Your mind can do tricks with you. Memories, traumas, and your past often take up more time and space in your mind than your accomplishments and motives. Let’s try to get you to clear some of your burden so that your steps are lightened and made meaningful. Tolerating and accepting discomfort includes:
Look at this metaphor and compare it to what is happening in your life and mind. How long have you wasted your time removing bad thoughts and feelings when you could only fight for what you really want in your life?
Bad ideas are like garden weeds. The more you try to remove them, the more they become a part of your life. If you simply let them be and tolerate the discomfort they bring, you will have much more time to dedicate to the important roses of your life: independence, self-reliance, travel, passion, or peace.
You need to fight for what you feel is relevant in your life. Never compare yourself to others. Your roses, your values do not deserve to be mistreated.

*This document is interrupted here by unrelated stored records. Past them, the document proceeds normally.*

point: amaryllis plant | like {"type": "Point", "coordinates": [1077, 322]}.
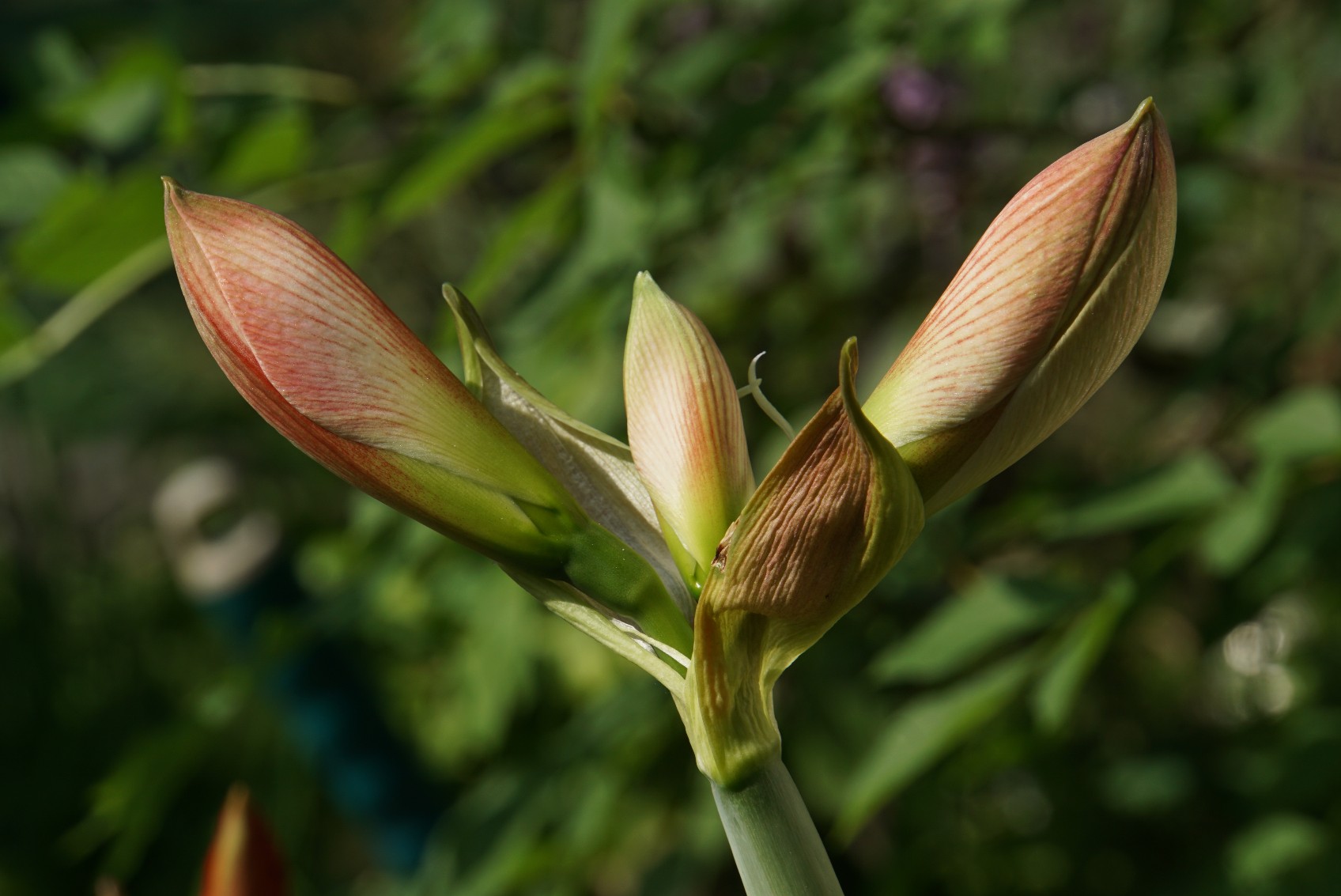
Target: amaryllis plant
{"type": "Point", "coordinates": [666, 549]}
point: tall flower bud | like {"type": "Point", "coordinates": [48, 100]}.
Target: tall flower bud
{"type": "Point", "coordinates": [826, 524]}
{"type": "Point", "coordinates": [329, 365]}
{"type": "Point", "coordinates": [1042, 312]}
{"type": "Point", "coordinates": [243, 859]}
{"type": "Point", "coordinates": [686, 432]}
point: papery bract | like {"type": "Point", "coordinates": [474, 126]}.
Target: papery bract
{"type": "Point", "coordinates": [1042, 312]}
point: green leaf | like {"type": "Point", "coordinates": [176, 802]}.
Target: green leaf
{"type": "Point", "coordinates": [606, 57]}
{"type": "Point", "coordinates": [90, 227]}
{"type": "Point", "coordinates": [1275, 847]}
{"type": "Point", "coordinates": [534, 225]}
{"type": "Point", "coordinates": [123, 102]}
{"type": "Point", "coordinates": [1184, 489]}
{"type": "Point", "coordinates": [30, 177]}
{"type": "Point", "coordinates": [491, 134]}
{"type": "Point", "coordinates": [965, 629]}
{"type": "Point", "coordinates": [277, 146]}
{"type": "Point", "coordinates": [1302, 424]}
{"type": "Point", "coordinates": [1076, 655]}
{"type": "Point", "coordinates": [1238, 533]}
{"type": "Point", "coordinates": [923, 732]}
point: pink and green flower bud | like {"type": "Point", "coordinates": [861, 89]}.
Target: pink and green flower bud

Strategy planning and the path towards your values
The model of goals, actions, and barriers (Hayes, 1999) will help you organize your strategies to get closer to your goals, which will hopefully now be clarified for you through the metaphorical reflections mentioned above.
Identify important areas of your life (family, friends, leisure…, etc.) and create a valuable direction for each of them. Write down the actions you are willing to take to achieve your goals and also consider the obstacles (environmental or psychological) that stand in the way of your journey.
It is important to accept the counterparty, define long-term plans to achieve the goal (study, time management, agenda) and consider the obstacles that may make your journey difficult on your chosen path (insecurity, instability…).
And don’t forget to ask yourself another question as well. If you didn’t have this problem, what would you do in your life to be happy? Do you realize that your problems are tolerable when something else, something good is next to it?